Upwards of 3800 sales, up 53 per cent on the previous corresponding period, were completed over the six month period as it produced more lots and brought forward stages in its estate to capitalise on rising demand.
Residential settlements also jumped 43.7 per cent to 3101 as customers poured into estates and demand was spurred by government stimulus, with the company optimistic that buying will continue.
Settlement volumes were skewed in the first half to Queensland, Victoria and Western Australia, and the average operating profit margin remained stable at 17.4 per cent.
Residential property accounts for about one-third of Stockland's funds from operations.
Stockland now expects the roll out of vaccines and recommencement of global travel and international migration to drive settlements to more than 6000 lots across the year at an average margin of 19 per cent.
Outgoing chief executive Mark Steinert—who will be replaced by Tarun Gupta of Lendlease at the beginning of June—said the company's main focuses for the remainder of the financial year were to divest non-core assets, increase capital allocation to workplace and logistics, and restock its residential landbank.

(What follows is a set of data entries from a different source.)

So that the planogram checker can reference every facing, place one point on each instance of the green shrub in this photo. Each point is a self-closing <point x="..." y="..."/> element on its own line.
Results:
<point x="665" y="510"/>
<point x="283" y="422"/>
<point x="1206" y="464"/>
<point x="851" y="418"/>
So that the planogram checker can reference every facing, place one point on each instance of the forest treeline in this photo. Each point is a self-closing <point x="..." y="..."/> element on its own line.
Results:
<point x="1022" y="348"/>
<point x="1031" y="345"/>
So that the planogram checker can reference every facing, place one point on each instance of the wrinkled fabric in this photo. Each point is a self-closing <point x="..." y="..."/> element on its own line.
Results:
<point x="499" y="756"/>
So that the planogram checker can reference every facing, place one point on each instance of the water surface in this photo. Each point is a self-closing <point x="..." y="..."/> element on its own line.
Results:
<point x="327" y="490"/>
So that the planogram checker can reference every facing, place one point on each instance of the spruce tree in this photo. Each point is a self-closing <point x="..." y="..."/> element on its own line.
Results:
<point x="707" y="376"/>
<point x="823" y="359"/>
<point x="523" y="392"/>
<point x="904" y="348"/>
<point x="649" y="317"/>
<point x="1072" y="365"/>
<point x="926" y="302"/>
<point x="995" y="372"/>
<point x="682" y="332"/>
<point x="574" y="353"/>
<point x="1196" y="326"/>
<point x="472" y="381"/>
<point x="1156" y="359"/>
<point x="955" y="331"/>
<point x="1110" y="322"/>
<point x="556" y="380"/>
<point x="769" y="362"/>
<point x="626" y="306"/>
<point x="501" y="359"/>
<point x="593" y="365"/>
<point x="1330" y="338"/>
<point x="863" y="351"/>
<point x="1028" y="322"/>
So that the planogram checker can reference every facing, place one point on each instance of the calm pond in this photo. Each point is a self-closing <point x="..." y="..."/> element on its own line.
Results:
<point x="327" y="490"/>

“Despite the continued impact of Covid-19, our half year operating profit has exceeded that of the prior corresponding period, a period not impacted by the global pandemic.
“Business and consumer confidence is improving slowly, and growth opportunities are emerging which Stockland is well-positioned to pursue, especially in the restocking of the communities landbank,” Steinert said.
Stockland has continued to reweight the commercial property portfolio to balance its exposure between retail, workplace and logistics asset classes in order to maximise risk adjusted returns and improve longer term income growth.
Shopping centres were hit by the health crisis and funds from operation fell 9.9 per cent to $185 million.
Stockland called out the “significant improvement” in market conditions, including a return to close to pre-pandemic store opening and foot traffic levels, but noted some rental income, from a small number of retail smaller tenants, remains under pressure.
Last year its malls suffered from the pandemic, with significant falls in foot traffic, non-essential store closures and sharp sales declines in specialty stores.
The group collected 90 per cent of billings during the half year compared to 61 per cent over the six months to June 2020, while abatements for tenants halved from $29 million to $11 million.
The company divested $402 million of smaller regional centres, $185 million was reinvested back into investment properties, and has been pumping additional proceeds into its $5.9 billion office and industrial project pipeline.
This increased its weighting in workplace and logistics to 31 per cent of portfolio asset value, from 28 per cent six months prior.
During the period Stockland completed a number of site acquisitions including 110 Walker Street in North Sydney—where it has plans for a $500 million commercial tower, two logistics fund-through agreements to acquire developments at Truganina and Cranbourne West, and Logistics development sites at Leppington and Willawong.
Stockland said funds from operations—its preferred earnings measure—would fall to between 16.3¢ to 16.9¢ per security in the six months ending June 30 compared with 18.6¢ in the year-earlier period.